The election this fall threw me for an emotional loop, as was true for a lot of people. Not that I was especially invested in any particular candidate, just that the level of vitriol that emerged late in the campaign – especially given the electoral upset in the presidential race – triggered an emotional flashback to my Reagan-era childhood: the sure knowledge that nothing is safe or certain and the world could come to an end at any uncontrollable moment. Flashbacks are a pain in the ass. Now that I understand why my soul does that, and am getting better at recognizing them when they show up, I seem to be learning how to get out of them instead of getting tangled in them and stuck there. But it is an occupational hazard of caring about the ills of the world that I occasionally get poked in my tenderest unhealed places.

Family holidays have been interesting. My mother-in-law was always the ringleader for everybody doing all the things for the holidays, and so this year has been the year of renegotiation of traditions and sometimes doing everything but. I worked at the hospital for Thanksgiving and the guys didn’t do a big dinner and nobody made the mysterious hamburger-based side dish that had been a staple of the turkey-day dinner table and nobody minded. I worked at the hospital for Christmas too, and Spouse and I went out for Chinese food when I got home and opened presents, many of which had been culled, I mean, curated by my brother-in-law from their mom’s estate. There’s probably a sermon in all this, or several: the value of tradition, the willingness to step away from the way we’ve always done it when the way we’ve always done it isn’t serving the needs of who we are now, and the willingness to hang onto old things in our back pockets just in case some day later they might be exactly what we need.

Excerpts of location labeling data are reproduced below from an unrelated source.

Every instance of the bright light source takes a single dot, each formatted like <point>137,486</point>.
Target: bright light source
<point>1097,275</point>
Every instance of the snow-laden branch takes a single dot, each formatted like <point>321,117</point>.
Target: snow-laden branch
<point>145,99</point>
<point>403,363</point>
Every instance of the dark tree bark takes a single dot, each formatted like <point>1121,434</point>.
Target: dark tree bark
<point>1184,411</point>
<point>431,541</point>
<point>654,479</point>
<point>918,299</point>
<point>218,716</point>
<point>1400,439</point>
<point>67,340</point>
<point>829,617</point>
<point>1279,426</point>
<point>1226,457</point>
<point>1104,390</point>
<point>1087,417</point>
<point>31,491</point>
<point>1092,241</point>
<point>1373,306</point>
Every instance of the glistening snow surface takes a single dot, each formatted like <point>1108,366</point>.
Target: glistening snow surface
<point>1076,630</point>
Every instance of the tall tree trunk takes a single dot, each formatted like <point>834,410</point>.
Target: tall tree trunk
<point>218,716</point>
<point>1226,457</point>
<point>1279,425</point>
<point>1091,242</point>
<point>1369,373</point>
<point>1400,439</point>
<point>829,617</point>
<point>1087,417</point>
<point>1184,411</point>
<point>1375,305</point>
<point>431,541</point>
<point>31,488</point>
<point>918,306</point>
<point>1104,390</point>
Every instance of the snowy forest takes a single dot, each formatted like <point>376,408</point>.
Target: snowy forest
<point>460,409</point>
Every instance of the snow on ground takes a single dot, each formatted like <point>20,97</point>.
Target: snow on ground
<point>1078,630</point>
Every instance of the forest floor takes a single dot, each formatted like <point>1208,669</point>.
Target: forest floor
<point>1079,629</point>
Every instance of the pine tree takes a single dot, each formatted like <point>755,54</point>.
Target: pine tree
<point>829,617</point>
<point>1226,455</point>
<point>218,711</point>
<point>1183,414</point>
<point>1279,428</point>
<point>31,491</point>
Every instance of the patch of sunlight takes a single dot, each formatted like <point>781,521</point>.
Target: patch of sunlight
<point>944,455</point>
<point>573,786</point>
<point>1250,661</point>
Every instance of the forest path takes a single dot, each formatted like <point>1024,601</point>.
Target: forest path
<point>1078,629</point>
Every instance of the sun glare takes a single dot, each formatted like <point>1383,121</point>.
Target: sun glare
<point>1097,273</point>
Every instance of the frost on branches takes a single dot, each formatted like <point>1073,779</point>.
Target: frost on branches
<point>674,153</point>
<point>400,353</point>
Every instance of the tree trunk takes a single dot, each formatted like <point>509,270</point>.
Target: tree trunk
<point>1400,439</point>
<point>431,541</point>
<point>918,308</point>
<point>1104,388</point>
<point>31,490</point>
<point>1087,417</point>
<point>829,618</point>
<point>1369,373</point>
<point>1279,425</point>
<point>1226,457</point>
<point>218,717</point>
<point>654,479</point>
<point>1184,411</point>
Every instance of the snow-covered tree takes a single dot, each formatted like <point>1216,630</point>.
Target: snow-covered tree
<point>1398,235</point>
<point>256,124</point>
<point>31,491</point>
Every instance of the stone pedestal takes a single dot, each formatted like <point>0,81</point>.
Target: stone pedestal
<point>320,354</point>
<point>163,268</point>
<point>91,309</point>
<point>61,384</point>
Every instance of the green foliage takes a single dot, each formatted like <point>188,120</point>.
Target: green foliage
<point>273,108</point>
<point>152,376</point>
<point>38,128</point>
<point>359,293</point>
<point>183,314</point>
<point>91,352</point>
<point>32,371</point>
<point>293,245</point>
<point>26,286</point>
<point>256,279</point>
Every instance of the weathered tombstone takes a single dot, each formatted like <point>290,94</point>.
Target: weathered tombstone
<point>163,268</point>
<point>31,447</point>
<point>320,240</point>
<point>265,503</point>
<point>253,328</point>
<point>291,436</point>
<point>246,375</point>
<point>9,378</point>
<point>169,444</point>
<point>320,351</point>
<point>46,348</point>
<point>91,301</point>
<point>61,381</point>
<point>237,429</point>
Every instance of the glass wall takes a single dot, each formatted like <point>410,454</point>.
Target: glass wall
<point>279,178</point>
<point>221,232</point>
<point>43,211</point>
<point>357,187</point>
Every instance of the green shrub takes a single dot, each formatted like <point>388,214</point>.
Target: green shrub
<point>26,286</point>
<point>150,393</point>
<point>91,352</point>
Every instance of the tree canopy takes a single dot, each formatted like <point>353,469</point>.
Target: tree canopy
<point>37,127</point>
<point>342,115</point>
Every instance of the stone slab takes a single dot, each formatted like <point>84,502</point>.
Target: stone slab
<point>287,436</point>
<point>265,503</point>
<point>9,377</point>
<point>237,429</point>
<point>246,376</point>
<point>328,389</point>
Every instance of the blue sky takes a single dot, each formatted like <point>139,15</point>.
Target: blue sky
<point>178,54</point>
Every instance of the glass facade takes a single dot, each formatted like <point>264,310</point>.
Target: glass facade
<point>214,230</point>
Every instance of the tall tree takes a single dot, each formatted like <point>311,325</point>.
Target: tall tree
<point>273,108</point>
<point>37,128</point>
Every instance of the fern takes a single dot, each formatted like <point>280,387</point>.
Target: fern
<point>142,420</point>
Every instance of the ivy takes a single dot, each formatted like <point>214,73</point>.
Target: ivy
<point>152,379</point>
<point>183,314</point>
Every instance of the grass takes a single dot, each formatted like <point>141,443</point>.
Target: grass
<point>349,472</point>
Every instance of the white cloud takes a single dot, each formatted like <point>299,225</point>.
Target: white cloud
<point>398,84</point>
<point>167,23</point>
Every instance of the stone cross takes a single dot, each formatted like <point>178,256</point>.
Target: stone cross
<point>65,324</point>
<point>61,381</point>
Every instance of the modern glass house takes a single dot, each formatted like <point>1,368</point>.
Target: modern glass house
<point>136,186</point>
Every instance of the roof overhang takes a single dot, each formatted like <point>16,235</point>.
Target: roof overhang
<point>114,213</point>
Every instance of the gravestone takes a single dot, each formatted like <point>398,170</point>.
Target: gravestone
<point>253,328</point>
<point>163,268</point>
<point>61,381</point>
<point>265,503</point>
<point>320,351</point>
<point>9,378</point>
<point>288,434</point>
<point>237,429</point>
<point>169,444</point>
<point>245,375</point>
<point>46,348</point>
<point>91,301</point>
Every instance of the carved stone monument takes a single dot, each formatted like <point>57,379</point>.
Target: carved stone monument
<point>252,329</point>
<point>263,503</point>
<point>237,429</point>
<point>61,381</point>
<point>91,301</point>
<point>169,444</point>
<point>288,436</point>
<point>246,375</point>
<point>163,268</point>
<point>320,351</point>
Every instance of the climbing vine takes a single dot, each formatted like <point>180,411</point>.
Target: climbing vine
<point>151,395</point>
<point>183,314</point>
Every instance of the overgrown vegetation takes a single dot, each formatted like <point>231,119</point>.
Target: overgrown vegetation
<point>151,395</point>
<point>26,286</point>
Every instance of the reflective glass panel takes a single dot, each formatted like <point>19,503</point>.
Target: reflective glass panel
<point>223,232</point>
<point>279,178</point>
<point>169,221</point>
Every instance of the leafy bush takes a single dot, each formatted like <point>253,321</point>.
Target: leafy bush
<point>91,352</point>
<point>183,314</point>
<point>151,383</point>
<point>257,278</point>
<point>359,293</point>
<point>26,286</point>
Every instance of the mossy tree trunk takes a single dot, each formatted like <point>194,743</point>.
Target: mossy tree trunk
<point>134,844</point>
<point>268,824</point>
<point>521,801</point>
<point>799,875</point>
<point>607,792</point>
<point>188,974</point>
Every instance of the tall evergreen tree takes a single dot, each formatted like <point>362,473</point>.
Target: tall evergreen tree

Other parts of my life include lots of petting the elderly black cat, who is firmly convinced that my job is to be her furniture. She objects to my nights away and complains mightily to Spouse. I am grateful for this small warm beanbag of highly conditional and demanding affection; not entirely sure she will be here next New Year’s Eve. They do not stay forever, and so, we may appreciate them all the more.

And so, onward. To life and love and defiance in the face of overwhelming uncertainty.